With an eye on the final consumer
The managers of the second placed in the growth ranking, Virtual Connection, managed to make the technology services and solutions company’s revenue grow 911% in three years analyzed.
The company with headquarters in Uberlândia (MG) develops, implements and manages client service networks to the final consumer. “We live in a very drastic change market because we interact with clients of our clients, whether through a call center, backoffice and other ways. For this reason, we need not only to develop new services, but to promote the innovation for the best service to our clients. This strategy has protected us these last three years”, celebrates the founding partner and president, Emilio Oliveira.
Oliveira says that the company currently lives the challenge of developing services for people of different generations. “Many want more experiences. So, if innovation is not in our and of our employees’ DNA, we cannot be positioned with our clients with a product that tries to modify and facilitate their lives.”
Financial health in the management
Healthways, which operates in the area of expenditure prediction and planning in healthcare, is the third placed in the ranking, with average net revenue of 625% in the three years analyzed.
The company’s work is done through a populational database.
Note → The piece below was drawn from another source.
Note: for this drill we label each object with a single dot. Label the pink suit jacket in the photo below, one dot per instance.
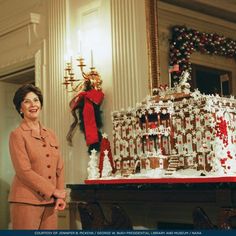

This information will be used in a platform that coordinates activities of different areas of activity in the healthcare chain, correlated with diseases’ stages and incidence. “The work is to point to the companies’ managers and governments what to do in each stage of each disease, or of the population’s life cycle. It is an assertive job, which mainly bets on prevention. The prediction ability assists in the use of services by employees and is also valid to public managers” says Nicolas Toth, managing director of Healthways for Latin America.
Internationalization at the right time
VTEX, company focused on developing native marketplace solutions to retail, recorded, in three years, an average growth of 55%%. The net revenue increased from R$ 41.8 million in 2014 to R$ 100.7 million in 2016. To service the retail, one of the most impacted sectors by the crisis, they developed a strategy to create ecosystems with partners and clients to open new markets in sectors or in other countries. In 2012, the company began the international expansion. Today it operates in 22 countries. “We realized that the Brazilian market is too afraid to look out of the box because it barely explores internally by the fact of being a very large country. We did not have this fear and put ourselves out there in 2012”, says Rafael Forte, VTEX’s founding partner and president.
BEST MANAGED COMPANIES – BRAZIL
With the aim of valuing the best management practices among companies that operate in the country, Deloitte led for the first time in Brazil, and simultaneously to the survey “SMEs that Most Grow”, the prize “Best Managed Companies – Brazil”. The survey, inspired in awards held by Deloitte in countries such as Canada and Ireland, assessed companies to select highlights in four major areas: sales growth , revenue growth, innovation promotion and environmental and social sustainability practices.
DNA Expansion
Geofusion – company that operates in the management of a database with sociodemographic information, sales and consumption across Brazil to assist retail companies in their expansion strategies – won the award “Best Managed Companies – Brazil” in the category “Innovation Promotion”. Geofusion’s expectation for 2017 is a growth of 40%, according to Pedro Militão, the company’s CFO.
Recently, the company has made a change bringing the focus from product and revenue management to innovation. “We hope that this innovation in the medium term give returns in revenue and market share growth. We recognize that the movement we started at the beginning of 2016 maintained our results now in 2017” says Geofusion’s CFO.